The work came to me! Almost like a reminder of why I am here, the reason why I am fighting for the Philadelphia artist, I was sent prime examples of the awesome “Fine-Art” that exists and is being created here in Philadelphia. Abner, born and raised a Philadelphian, a product of Temple University's Tyler School of Art, beyond his painting talents is a remarkable resource of Philadelphia art history.
Accredited accolades validate his prominence as an accomplished artist, activist and educator. Having coordinated several projects with the Mural Arts Program in Philadelphia, he has also exhibited his artwork in juried shows locally and nationally. Abner has been published in several publications including Roll Call: A Generational Anthology of Black Literature and Art by Third World Press.

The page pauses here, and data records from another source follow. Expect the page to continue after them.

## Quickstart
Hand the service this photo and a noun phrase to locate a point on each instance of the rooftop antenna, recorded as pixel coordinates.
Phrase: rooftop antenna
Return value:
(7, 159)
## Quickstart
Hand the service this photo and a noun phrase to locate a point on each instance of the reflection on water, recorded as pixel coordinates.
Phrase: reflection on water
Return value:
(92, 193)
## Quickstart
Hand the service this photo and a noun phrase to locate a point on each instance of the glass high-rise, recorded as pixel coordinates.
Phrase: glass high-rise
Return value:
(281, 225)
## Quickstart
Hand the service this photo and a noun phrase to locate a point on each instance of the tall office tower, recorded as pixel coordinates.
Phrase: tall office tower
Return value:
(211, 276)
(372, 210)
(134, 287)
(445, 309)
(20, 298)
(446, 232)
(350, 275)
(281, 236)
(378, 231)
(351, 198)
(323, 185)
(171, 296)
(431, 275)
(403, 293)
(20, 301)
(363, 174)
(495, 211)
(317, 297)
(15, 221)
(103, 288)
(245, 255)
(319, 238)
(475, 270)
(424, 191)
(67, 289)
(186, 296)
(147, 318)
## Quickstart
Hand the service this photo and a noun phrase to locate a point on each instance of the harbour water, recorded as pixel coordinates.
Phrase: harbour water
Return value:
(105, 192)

I am not normally given to spelling out the nomenclature. In this instance, I think it is important to share the caliber of artists that have remained in Philadelphia carving out career paths despite a “Fine-Art” community that has not responded in-kind. I am compelled to share John Abner’s work despite my full calendar here at Knapp. I am convinced similar acknowledgements will bolster my argument of Philadelphia “possessing” the power and ability to nurture and retain solid professional Fine-Artists.
Maybe that’s what I need to do-dedicate a portion of my blog to acknowledging Philadelphia’s journeymen.
Abner has been diligent in designing and creating this contemplative body of work. His work is challenging and will give you pause. With sophisticated and innovative vision John’s imagery is “hooded” or veiled by a barrier, a bold black matrix-esque gridding. Requiring intuitive skills, the viewer is forced to fight through the barrier like a combatant. In time, the viewer’s senses align and discern an appropriate way to focus around the obstruction; solving the puzzle.
The resulting phenomenon: The gridding seemingly dissipates, becomes less combative and falls submissive to the now dominant de-puzzled imagery. Abner showed me a series of these medium-sized mixed-media studies that he will now enlarge into larger works.